Hacker News new | ask | show | jobs
by tux3 603 days ago
Derrick provides a better explanation in this cover letter: https://lore.kernel.org/git/pull.1785.git.1725890210.gitgitg...

(See also the path-walk API cover letter: https://lore.kernel.org/all/pull.1786.git.1725935335.gitgitg...)

The example in the blog post isn't super clear, but Git was essentially taking all the versions of all the files in the repo, putting the last 16 bytes of the path (not filename) in a hash table, and using that to group what they expected to be different versions of the same file together for delta compression.

Indeed in the blog it doesn't work, because foo/CHANGELOG.md and bar/CHANGELOG.md is only 13 chars, but you have to imagine the paths have a longer common suffix. That part is fixed by the --full-name-hash option, now you compare the full path instead of just 16 bytes.
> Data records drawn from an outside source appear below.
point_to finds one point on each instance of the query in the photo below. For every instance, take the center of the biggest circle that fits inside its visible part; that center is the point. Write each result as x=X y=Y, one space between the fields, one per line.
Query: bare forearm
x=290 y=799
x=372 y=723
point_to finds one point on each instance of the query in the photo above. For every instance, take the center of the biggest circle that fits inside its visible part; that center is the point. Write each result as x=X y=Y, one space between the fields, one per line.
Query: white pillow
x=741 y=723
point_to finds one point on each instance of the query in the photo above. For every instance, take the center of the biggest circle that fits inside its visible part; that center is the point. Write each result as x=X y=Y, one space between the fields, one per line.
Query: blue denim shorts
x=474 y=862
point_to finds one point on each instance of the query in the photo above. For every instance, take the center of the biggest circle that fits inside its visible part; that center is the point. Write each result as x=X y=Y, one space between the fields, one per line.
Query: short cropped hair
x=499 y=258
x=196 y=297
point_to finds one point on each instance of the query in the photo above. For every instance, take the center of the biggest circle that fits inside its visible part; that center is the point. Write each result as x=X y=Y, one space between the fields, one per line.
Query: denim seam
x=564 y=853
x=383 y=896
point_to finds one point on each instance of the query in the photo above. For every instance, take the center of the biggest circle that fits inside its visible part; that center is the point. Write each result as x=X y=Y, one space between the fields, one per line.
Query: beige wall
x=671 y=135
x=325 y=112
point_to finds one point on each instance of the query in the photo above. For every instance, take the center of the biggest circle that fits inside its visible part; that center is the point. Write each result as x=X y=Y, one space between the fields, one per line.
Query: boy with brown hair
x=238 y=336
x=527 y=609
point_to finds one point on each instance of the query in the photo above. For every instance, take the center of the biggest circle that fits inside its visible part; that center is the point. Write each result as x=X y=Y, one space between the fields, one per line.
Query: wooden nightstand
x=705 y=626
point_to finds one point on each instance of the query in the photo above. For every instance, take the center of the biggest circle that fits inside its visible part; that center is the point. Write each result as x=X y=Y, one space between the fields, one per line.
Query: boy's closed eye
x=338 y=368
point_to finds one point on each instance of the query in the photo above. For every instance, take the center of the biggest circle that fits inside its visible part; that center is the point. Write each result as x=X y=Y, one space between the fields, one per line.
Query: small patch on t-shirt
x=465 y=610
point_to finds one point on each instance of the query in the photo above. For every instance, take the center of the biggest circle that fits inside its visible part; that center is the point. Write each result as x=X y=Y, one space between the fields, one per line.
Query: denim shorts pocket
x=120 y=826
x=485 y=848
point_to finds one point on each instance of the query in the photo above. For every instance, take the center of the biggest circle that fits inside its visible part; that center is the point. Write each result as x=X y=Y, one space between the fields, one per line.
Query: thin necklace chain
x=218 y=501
Then they talk about increasing the window size. That's kind of a hack to workaround bad file grouping, but it's not the real fix. You're still giving terrible inputs to the compressor and working around it by consuming huge amounts of memory. So that was a bit confusing to present it as the solution. The path walk API and/or --full-name-hash are the real interesting parts here =)

1 comments

Thank you! I ended up having to look at the PR to make any sense of the blog post, but your explanation and links makes things much clearer
I'll update the post with this clarity too. Thanks!